I actually first tested his implementation of isHeavy() , using strings, and that ran in 12388 milliseconds on my machine (an older iMac), and it found 843453 heavy numbers.

Using my implementation, I found exactly the same number of heavy numbers, but in a time of a mere 5416 milliseconds.

Strings may be fast, but they can't beat a simple loop doing basically what Integer.toString(i, 10) does as well, but without the string detour.
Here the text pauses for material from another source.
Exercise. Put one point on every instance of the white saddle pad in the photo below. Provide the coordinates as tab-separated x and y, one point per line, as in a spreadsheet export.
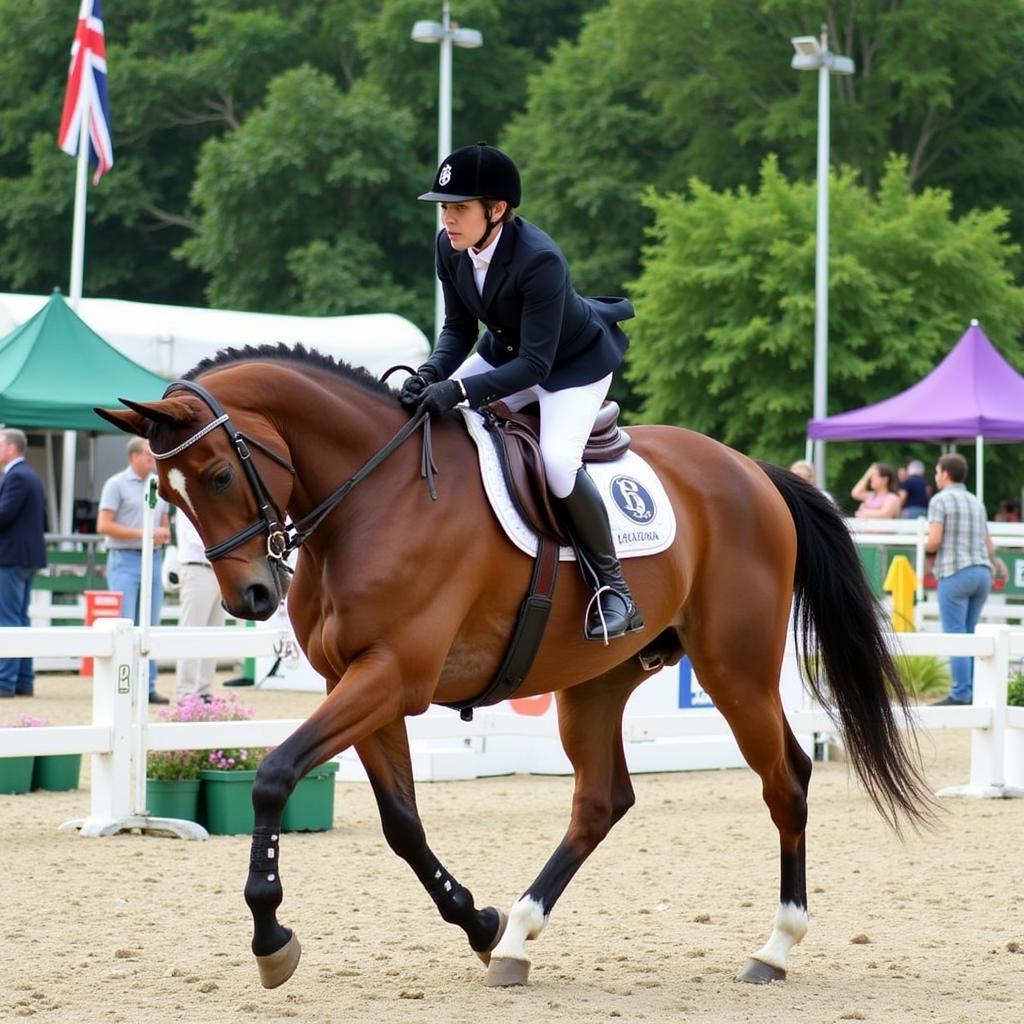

When you add 1 to a number, you are incrementing one digit, and changing all the smaller digits to zero. If incrementing changes from a heavy to a non-heavy number, its because too many low-order digits were zeroed. In this case, it's pretty easy to find the next heavy number without checking all the numbers in between:

public class CountHeavy
{
    public static void main(String[] args)
    {
        long startTime = System.currentTimeMillis();
        int numHeavy = countHeavy(1, 100000000);
        long endTime = System.currentTimeMillis();
        System.out.printf("Found %d heavy numbers between 1 and 100000000\n", numHeavy);
        System.out.println("Time elapsed: "+(endTime- startTime)+" ms");
    }

    static int countHeavy(int from, int to)
    {
        int numdigits=1;
        int maxatdigits=9;
        int numFound = 0;
        if (from<1)
        {
            from=1;
        }
        for(int i = from; i < to;)
        {
            //keep track of number of digits in i
            while (i > maxatdigits)
            {
                long newmax = 10L*maxatdigits+9;
                maxatdigits = (int)Math.min(Integer.MAX_VALUE, newmax);
                ++numdigits;
            }
            //get sum of digits
            int digitsum=0;
            for(int digits=i;digits>0;digits/=10)
            {
                digitsum+=(digits%10);
            }

            //calculate a step size that increments the first non-zero digit
            int step=1;
            int stepzeros=0;
            while(step <= (Integer.MAX_VALUE/10) && to-i >= step*10 && i%(step*10) == 0)
            {
                step*=10;
                stepzeros+=1;
            }
            //step is a 1 followed stepzeros zeros

            //how much is our sum too small by?
            int need = numdigits*7+1 - digitsum;
            if (need <= 0)
            {
                //already have enough.  All the numbers between i and i+step are heavy
                numFound+=step;
            }
            else if (need <= stepzeros*9)
            {
                //increment to the smallest possible heavy number. This puts all the
                //needed sum in the lowest-order digits
                step = need%9;
                for(;need >= 9;need-=9)
                {
                    step = step*10+9;
                }
            }
            //else there are no heavy numbers between i and i+step
            i+=step;
        }
        return numFound;
    }
}

Found 569484 heavy numbers between 1 and 100000000

Time elapsed: 31 ms

Note that the answer is different from @JeutNarg's, because you asked for average > 7, not average >= 7.